At its most basic level under the franchise business model, franchisors lease their trademarks to franchisees and allow them to distribute their products or services in exchange for a fee. Franchisors typically have no day-to-day involvement with the operations of the franchisees or control over hiring, firing, and other aspects of employee management. Employee grievances or complaints are usually handled at the franchise-level, thereby insulating franchisors from liability. The Board’s announcement, however, removes this level of protection.
By seeking to charge McDonald’s as a joint employer, the Board is essentially concluding that McDonald’s is involved in the labor relations of their franchisees such that it exerts direct and immediate control over the essential terms and conditions of employment of the franchisees’ employees.

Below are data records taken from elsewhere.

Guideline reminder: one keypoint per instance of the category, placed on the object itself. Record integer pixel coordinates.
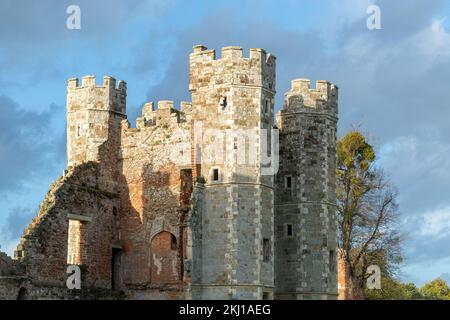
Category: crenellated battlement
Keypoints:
(164, 114)
(232, 68)
(110, 95)
(323, 97)
(89, 81)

Consequently, other franchisors may now be named in unfair labor practice complaints where they too exercise a level of direction and control over their franchisees sufficient to hold them as joint employers, even though the franchisor may not have any involvement whatsoever with their franchisees’ labor decisions.
Probably the most concerning aspect of the Board’s announcement, however, is that it is consistent with the Board’s previously stated intention of broadening the current test for determining the existence of a joint employer relationship. For the past 30 years, a joint employer relationship has been determined by examining whether an entity has “direct and immediate control” over the workers’ essential terms and conditions of employment. The Board, however, seeks a more expansive “totality of circumstances” test which looks at whether the entity wields enough influence over the working conditions of the other entity’s employees such that both entities need to be present for meaningful bargaining to occur. The Board appears to be moving closer toward implementing this new test in announcing that it will charge McDonald’s as a joint employer.

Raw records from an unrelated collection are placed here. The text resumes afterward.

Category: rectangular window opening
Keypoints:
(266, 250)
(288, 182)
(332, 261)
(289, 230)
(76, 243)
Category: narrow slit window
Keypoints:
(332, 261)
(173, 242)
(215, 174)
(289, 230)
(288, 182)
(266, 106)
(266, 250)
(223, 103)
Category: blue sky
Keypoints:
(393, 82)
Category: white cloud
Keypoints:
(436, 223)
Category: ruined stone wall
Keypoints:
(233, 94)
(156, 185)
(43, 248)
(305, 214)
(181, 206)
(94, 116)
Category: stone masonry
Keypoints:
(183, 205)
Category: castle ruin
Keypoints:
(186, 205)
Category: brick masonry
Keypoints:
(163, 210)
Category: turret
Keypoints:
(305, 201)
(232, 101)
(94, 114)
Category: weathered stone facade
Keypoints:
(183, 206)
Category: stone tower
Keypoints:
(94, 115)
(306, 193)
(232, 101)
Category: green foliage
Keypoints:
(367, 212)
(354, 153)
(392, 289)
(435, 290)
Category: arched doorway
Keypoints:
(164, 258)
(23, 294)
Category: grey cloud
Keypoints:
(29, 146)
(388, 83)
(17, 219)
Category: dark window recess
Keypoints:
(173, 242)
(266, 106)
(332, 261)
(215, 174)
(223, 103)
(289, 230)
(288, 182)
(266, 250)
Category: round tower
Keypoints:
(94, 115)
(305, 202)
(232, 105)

The Board’s announcement has broad implications not just for franchisors in the fast food industry, but also for those who traditionally outsource certain functions, including those in the hotel/motel, convenience store, hair salon, spa, janitorial, and gas station/mini-mart industries. Additionally, franchisors or other employers who outsource may now become more susceptible to union organizing efforts.

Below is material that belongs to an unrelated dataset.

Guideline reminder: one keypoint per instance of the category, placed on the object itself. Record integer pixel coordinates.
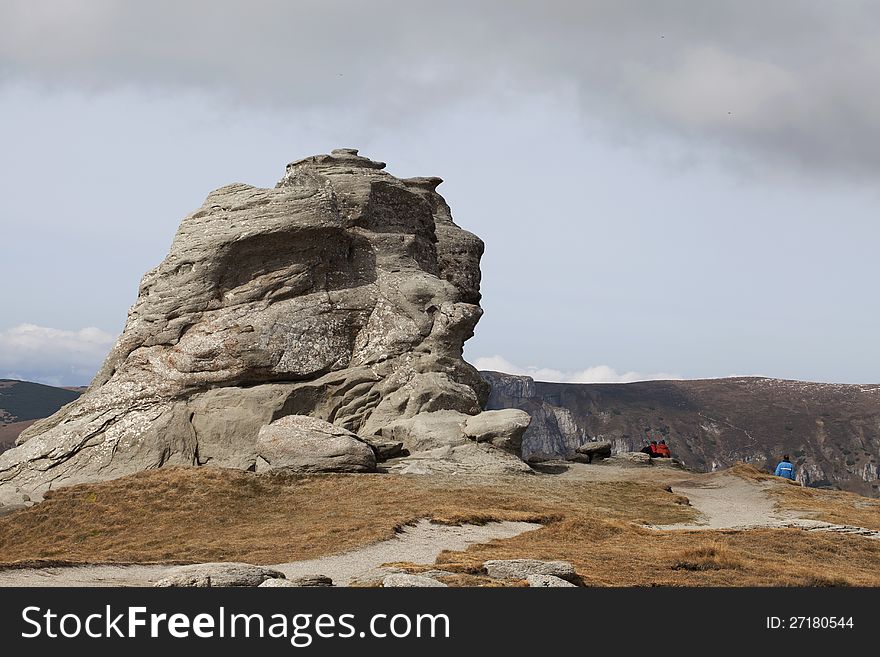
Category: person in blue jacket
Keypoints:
(785, 468)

During a time when all businesses are seeking to reduce costs, franchisors should take certain steps to avoid joint employer liability. Franchisors should spend time reviewing their franchisor agreements and how they actually follow those agreements in practice to ensure against a possible NLRB finding that they are too controlling. For those franchisors where true separation is not a real possibility, they should consider expending additional time and money in taking a greater involvement in their franchisees’ individual operations to ensure that labor relations are handled appropriately and in compliance with applicable labor laws. In either case, franchisors, to the extent possible and to mitigate their risk, should consider: (i) adding indemnity provisions to their franchisor agreements, (ii) exploring other insurance coverage options, and (iii) having employees execute arbitration agreements that include collective or class action waivers
All business should pay close attention to how the Board proceeds in the upcoming months on the joint employer issue in franchise and non-franchise industries. We’ll keep you posted.